Having already decided on the airframe we’ll be using, the next step is to test it. However, the large plane that I ordered is going to take close to a month to arrive. In the mean time, I’ll be running smaller form test (using ~1m wingspan foamies) to make sure that our fundamental assumptions are valid.
After all, I don’t want the large 2m wingspan MTD plane to be my first attempt at such a test; a crash landing would mean another month of waiting!
The smaller test
I ordered a couple of the AXN Clouds Fly floater, which arrived next day. This is smaller (just 1.1m wingspan) with a much lower wing area (remember that a proportionally sized 2m wing has 4 times the wing area of a 1m wing, not double). Still, the goal with this plane is a simple one: run an autonomous flight as far as we possibly can.
The foamie I ordered was just the body — it did not include any electronics, so I had to plug in the:
- Radio receiver
- Motor, electronic speed controller
- Autopilot (APM 2.8)
- Servos (for control surfaces: ailerons, rudder and elevator)
The setup is pretty involved, and took me a good 5 hours to complete.
Here’s a pic of the baby with everything installed (forgive the grainy mess, it’ll be explained shortly):
For detailed build steps, I followed this guide
Once the build was complete, it was time for a maiden flight
The maiden flight
For this first flight, I used a 2200 mAh Hobbyking battery, though I did plan to replace it with LiIon 3400 mAh batteries that have roughly double the energy density.

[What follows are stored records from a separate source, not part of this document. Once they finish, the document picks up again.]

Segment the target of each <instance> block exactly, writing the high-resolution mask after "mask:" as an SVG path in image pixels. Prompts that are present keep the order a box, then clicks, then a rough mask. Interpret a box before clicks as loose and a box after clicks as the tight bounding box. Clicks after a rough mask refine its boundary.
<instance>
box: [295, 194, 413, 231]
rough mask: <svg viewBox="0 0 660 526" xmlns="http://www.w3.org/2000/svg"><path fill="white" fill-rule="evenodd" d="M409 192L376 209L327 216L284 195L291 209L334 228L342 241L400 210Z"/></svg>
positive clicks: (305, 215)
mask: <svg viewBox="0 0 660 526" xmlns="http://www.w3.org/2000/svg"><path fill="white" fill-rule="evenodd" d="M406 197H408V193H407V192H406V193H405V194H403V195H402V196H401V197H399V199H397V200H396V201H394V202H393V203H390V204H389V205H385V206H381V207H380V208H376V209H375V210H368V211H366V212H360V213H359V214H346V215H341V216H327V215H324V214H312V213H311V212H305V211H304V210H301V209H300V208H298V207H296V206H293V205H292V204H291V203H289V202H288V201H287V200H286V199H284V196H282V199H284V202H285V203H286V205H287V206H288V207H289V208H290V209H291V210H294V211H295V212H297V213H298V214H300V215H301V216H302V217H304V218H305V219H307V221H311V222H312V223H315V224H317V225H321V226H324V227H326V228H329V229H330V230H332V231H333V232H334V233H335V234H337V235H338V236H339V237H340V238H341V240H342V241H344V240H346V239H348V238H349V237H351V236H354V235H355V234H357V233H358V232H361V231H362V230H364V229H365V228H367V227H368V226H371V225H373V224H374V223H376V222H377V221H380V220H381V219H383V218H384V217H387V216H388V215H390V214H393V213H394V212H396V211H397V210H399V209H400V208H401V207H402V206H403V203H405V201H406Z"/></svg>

So I went to a nearby field, and took it out for a spin:
Note: The video won’t be winning any Oscars, but it does capture a part of the crash in a few of the frames :/ I’ll try and setup the camera so it’s actually pointing at the plane in the next attempt.
The flight went well initially, with the plane maintaining steady flight — though it did tend to pitch downwards. I tried trimming it up but that didn’t really address the issue. It was still pitching down. I also noticed the controls had too much authority, so I changed the weight of the controls from my transmitter.
In the end, I was able to get it to fly in a semi-stable state but it did not gain much altitude. When I applied elevator, it would pitch up suddenly, then pitch down after I let go — in a see-saw fashion.
Eventually, the plane crashed in a tree — too high for me to retrieve:
I hadn’t had much practice flying fixed wing craft so maybe I just didn’t know what I was doing. It’s a tertiary point though — the mission does not (and should not) depend on my ability to fly the plane.
I’ve now revised the plan to include Autonomous flights only and not manual ones. This also saves me the trouble of figuring out how to get radio communication working over long distances.
- Don’t learn to fly a plane with a real plane. Use a simulator to get the hang of things first, or just use an autopilot with waypoints configured
- The plane has to be able to gain altitude quicker
- Increase propeller size for more power
- Reduce the weight of the plane (use smaller battery pack, autopilot)
I’ll run another test with the spare body that I have.
The changes I’ll make:
- Use a larger prop to provide more power (I’ll use a 6 inch prop instead of the 5 inch stock) resulting in quicker climbs. Reducing the weight will also help, since lower wing loading means faster climbs too.
- Add GPS and use waypoint or loiter flights (in loiter flight, the plane just flys around in circles at a fix altitude). I’ll try and use a smaller autopilot since the APM is pretty big.